Insights on Scaling a Business with Values, Vision and Aligned Execution
- A well-crafted vision that includes all stakeholders can drive sustainable business growth and create a win-win scenario for everyone involved.
- Core values should be memorable, branded, and iterated over time to effectively guide company culture and decision-making.
- Setting Big Hairy Audacious Goals (BHAGs) can inspire and motivate teams, providing the energy needed to achieve ambitious objectives.
- One-on-one meetings are crucial for fostering employee development, accountability, and engagement within an organization.

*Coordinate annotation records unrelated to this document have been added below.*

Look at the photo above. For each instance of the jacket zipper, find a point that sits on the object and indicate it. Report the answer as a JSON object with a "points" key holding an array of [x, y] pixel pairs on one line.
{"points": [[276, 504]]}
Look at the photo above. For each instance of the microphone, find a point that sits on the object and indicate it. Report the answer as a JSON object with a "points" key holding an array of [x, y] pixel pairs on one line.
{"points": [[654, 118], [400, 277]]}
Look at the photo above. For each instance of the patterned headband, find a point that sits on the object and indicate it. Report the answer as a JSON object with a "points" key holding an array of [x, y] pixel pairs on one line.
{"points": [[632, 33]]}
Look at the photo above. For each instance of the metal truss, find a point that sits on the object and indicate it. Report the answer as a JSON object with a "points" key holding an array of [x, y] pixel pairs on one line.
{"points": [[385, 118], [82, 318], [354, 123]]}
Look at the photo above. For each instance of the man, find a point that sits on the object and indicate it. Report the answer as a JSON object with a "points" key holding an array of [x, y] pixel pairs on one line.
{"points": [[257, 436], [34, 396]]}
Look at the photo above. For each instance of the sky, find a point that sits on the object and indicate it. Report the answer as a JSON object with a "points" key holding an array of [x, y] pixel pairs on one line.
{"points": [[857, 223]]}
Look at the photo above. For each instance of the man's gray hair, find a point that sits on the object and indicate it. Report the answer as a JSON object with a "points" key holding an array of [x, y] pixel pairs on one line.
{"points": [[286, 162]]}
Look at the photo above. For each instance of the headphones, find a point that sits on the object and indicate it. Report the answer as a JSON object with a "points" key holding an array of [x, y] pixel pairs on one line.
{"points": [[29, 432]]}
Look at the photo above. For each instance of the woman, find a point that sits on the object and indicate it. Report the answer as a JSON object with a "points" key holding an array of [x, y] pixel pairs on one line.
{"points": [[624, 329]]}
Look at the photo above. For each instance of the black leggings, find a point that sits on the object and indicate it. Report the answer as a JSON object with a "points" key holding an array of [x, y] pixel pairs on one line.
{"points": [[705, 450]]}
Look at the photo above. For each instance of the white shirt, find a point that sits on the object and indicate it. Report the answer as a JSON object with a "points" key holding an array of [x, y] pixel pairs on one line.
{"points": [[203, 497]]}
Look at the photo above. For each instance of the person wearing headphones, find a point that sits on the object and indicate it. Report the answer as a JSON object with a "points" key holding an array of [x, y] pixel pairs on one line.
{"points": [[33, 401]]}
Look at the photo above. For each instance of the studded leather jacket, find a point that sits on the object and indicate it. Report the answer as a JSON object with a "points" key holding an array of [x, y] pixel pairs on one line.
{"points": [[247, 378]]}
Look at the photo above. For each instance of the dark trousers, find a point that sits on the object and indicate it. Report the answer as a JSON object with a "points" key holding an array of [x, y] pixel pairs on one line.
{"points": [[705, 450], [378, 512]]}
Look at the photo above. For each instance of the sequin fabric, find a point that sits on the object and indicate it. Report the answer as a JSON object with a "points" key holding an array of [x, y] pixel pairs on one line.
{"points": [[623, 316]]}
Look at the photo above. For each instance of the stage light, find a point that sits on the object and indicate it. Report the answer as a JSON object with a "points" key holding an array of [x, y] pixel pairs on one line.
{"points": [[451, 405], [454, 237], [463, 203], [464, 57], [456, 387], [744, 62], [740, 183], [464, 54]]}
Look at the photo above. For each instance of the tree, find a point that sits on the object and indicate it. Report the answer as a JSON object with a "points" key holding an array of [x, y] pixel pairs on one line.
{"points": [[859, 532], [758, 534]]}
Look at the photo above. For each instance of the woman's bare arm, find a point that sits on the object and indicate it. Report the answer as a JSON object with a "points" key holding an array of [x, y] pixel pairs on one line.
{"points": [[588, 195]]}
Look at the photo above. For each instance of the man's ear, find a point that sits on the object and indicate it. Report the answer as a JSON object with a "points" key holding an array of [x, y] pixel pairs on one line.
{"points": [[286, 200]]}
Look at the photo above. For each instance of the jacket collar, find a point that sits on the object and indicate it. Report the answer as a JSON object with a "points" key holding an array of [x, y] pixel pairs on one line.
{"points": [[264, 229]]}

- Accountability is a powerful tool that drives performance and growth, helping individuals and teams reach their full potential.
- Leaders should act as the first followers of an externalized vision, aligning their actions and decisions with the overarching goals of the organization.
- A people-centric culture, rooted in respect and connection, enhances employee motivation and contributes to the overall success of the business.
Article Creation Process
This article was created with the help of Artificial Intelligence from a live, recorded video conversation between Bhavesh Naik, Host of "The Business Philosopher Within You podcast" and Mike Chaput, Founder & CEO of Endsight.
While AI's help was sought for many aspects of the article, the structure of the article, driven by the creation of the index, is mainly a human process that requires significant natural intelligence and input.